El segundo hecho que se desarrolla en las calles adoquinadas de La Habana es más feliz: la reapertura del proceso de paz colombiano. El gobierno cubano oficia de facilitador entre la guerrilla de las Farc y el Estado de Colombia, que luego de un largo período de guerra cruda volvieron a la mesa de diálogo. El salón del Palacio de Convenciones en el barrio residencial de Miramar es, desde hace semanas, el territorio neutral donde se llevan a cabo las negociaciones entre las partes. Si en otros tiempos Cuba era una exportadora de revolución, ahora aparece como una mano suave y amistosa que abre sus puertas para curar las heridas ajenas.
Pero vayamos al grano. ¿Por qué esta vez, la “paz” -léase un acuerdo que vuelva política lo que hasta ahora se discute a los tiros- podría lograrse? ¿Qué intereses aparecen en pugna? ¿Cuál es la importancia para la región?

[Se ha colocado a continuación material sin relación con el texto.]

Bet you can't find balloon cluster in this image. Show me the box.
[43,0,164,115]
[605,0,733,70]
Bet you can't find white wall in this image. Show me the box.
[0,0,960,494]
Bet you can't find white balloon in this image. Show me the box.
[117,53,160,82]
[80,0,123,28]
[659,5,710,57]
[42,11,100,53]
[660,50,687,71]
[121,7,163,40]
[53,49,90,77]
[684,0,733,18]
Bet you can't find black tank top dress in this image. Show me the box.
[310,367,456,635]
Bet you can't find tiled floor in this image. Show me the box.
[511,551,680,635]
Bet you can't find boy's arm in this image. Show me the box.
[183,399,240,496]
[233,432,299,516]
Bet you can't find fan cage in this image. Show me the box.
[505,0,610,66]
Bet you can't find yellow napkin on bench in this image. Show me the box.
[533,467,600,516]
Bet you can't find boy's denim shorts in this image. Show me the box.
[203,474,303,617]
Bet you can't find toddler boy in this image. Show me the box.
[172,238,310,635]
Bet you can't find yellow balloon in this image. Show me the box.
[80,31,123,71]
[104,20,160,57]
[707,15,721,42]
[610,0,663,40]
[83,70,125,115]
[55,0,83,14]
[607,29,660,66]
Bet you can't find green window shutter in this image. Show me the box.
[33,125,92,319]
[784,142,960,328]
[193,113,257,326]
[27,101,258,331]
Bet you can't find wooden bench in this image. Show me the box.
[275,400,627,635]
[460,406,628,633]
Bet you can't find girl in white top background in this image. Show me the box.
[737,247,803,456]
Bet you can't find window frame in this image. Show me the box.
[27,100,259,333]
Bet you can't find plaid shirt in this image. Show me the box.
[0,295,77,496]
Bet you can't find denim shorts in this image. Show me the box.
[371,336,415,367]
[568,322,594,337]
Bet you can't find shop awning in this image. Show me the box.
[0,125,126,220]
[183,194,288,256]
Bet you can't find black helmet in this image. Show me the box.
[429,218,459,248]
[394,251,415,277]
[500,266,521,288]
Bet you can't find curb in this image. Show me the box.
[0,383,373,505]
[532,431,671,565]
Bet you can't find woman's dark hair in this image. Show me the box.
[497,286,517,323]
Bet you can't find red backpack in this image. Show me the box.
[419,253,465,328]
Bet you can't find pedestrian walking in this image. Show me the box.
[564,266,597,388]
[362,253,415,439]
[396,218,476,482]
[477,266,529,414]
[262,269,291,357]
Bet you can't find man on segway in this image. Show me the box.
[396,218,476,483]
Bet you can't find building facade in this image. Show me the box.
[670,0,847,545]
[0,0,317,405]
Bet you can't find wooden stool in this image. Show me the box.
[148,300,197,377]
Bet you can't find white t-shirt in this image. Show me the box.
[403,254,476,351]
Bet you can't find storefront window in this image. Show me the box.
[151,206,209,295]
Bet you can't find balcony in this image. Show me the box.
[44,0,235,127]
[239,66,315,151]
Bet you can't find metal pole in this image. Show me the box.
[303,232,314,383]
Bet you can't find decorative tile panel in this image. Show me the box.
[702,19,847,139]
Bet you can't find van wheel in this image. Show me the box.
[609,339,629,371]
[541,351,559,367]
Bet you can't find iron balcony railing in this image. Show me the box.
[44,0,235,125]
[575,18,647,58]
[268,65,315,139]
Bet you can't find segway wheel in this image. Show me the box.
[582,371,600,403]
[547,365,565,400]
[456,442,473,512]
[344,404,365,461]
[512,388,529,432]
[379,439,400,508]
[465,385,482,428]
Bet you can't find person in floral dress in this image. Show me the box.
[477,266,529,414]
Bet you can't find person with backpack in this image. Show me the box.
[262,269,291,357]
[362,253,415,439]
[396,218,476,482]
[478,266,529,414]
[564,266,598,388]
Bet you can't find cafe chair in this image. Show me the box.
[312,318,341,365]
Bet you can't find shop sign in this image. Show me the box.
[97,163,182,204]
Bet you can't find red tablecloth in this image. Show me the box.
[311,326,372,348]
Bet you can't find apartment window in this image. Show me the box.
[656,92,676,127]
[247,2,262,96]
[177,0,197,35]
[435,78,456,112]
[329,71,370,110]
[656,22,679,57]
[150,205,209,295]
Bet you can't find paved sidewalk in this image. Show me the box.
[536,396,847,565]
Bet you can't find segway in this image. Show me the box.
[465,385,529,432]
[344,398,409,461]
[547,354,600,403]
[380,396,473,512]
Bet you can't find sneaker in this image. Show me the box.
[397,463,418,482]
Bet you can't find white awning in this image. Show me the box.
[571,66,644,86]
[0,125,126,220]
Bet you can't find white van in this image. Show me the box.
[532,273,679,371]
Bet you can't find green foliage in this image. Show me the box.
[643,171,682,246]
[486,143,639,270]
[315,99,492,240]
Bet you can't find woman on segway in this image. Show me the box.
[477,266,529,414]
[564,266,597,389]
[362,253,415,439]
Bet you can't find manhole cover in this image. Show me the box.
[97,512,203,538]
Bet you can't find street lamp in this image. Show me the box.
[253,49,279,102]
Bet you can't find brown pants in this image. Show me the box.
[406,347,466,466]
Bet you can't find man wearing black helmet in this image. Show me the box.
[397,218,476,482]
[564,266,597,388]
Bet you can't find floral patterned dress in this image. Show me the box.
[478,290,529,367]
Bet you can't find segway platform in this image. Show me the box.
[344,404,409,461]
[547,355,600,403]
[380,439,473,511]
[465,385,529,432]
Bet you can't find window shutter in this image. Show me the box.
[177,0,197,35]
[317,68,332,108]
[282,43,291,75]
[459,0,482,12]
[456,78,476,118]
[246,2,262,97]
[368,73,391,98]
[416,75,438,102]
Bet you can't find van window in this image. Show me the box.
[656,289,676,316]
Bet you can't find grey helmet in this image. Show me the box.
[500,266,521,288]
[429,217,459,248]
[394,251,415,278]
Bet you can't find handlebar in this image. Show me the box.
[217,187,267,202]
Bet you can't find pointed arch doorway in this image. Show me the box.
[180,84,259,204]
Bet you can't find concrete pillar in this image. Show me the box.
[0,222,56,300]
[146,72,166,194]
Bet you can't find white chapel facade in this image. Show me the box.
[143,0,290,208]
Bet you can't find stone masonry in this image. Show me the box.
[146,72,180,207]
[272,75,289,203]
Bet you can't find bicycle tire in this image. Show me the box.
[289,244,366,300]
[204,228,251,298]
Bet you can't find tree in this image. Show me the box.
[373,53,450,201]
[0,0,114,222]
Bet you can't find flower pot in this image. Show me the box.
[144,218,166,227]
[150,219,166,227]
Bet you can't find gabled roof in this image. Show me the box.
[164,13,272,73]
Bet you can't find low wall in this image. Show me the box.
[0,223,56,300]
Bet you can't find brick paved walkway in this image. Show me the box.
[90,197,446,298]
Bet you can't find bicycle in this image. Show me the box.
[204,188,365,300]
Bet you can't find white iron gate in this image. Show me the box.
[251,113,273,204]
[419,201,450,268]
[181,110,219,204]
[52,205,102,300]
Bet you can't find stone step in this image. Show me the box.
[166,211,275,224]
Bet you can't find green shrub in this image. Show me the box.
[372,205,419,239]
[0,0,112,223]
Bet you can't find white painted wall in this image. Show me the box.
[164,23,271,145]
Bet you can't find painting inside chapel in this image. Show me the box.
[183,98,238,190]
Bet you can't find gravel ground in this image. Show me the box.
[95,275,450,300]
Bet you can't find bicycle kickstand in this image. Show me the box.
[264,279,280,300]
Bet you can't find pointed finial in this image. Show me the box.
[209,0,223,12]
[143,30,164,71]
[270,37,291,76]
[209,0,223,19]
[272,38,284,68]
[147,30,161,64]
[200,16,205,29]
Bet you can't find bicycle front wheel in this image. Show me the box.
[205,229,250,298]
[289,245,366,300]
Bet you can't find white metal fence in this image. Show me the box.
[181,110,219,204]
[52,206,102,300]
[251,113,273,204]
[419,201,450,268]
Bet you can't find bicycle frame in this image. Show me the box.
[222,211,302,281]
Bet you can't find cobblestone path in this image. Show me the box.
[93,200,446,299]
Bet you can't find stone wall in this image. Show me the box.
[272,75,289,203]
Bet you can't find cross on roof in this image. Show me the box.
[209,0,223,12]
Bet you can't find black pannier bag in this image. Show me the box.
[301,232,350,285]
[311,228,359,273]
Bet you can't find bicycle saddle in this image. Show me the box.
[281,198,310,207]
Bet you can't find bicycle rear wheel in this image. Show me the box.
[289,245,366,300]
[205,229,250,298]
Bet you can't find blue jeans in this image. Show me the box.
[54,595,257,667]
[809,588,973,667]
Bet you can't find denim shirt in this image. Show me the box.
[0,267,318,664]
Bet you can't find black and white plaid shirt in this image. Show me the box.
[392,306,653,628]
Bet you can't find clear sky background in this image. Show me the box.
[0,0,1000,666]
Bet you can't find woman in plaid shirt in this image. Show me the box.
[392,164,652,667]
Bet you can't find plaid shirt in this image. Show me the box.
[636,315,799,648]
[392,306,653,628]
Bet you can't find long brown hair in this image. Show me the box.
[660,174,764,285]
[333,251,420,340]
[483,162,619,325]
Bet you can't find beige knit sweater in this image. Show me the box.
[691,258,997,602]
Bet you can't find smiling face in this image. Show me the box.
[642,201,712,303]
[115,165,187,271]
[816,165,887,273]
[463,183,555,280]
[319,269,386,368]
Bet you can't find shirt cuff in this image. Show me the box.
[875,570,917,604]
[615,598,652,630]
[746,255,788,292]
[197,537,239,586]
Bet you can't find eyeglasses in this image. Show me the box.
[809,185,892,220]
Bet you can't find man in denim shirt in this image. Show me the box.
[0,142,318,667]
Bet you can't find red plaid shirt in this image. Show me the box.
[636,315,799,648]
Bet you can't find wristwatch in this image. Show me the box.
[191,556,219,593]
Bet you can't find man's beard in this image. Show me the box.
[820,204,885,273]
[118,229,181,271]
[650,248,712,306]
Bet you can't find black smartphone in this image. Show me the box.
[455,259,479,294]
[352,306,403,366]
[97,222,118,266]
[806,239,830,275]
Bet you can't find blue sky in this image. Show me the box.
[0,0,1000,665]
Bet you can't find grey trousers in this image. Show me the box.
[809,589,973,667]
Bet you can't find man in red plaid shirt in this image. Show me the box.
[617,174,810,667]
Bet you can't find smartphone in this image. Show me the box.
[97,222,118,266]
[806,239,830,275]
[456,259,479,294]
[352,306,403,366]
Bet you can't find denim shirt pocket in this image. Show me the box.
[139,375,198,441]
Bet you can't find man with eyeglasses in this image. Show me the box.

Un nuevo proceso de paz fue oficializado por el presidente Santos el pasado 4 de septiembre. Carga con el fracaso del anterior, bajo la presidencia de Andrés Pastrana. Es una herencia pesada, porque aquel proceso duró cuatro años (entre 1998 y 2002) e incluyó la desmilitarización de cinco municipios y finalmente terminó en la nada. O peor, en el retorno de la guerra. De allí en más comenzaron los años bélicos de Uribe. Con un discurso de mano dura, alineamiento incondicional con los Estados Unidos y la decisión firme de combatir a las guerrillas militarmente, Uribe produjo un vuelco total en la situación del conflicto armado. Si Pastrana accedió a un proceso de paz en condiciones generosas para con la guerrilla, en una evidencia del poder de fuego que tenían en ese entonces las Farc, Uribe se decidió a que esa ecuación volviera a ser favorable para el Estado.
Las fuerzas armadas fueron abastecidas por el presupuesto nacional (y también por la inestimable ayuda norteamericana) y en poco tiempo lograron éxitos en los combates selváticos que hasta entonces eran espacios casi inexpugnables de la insurgencia. El saldo más gráfico es que durante los años de Uribe los altos mandos de la guerrilla cambiaron muchas veces, a medida que sus dirigentes eran muertos por el ejército en combates o bombardeos.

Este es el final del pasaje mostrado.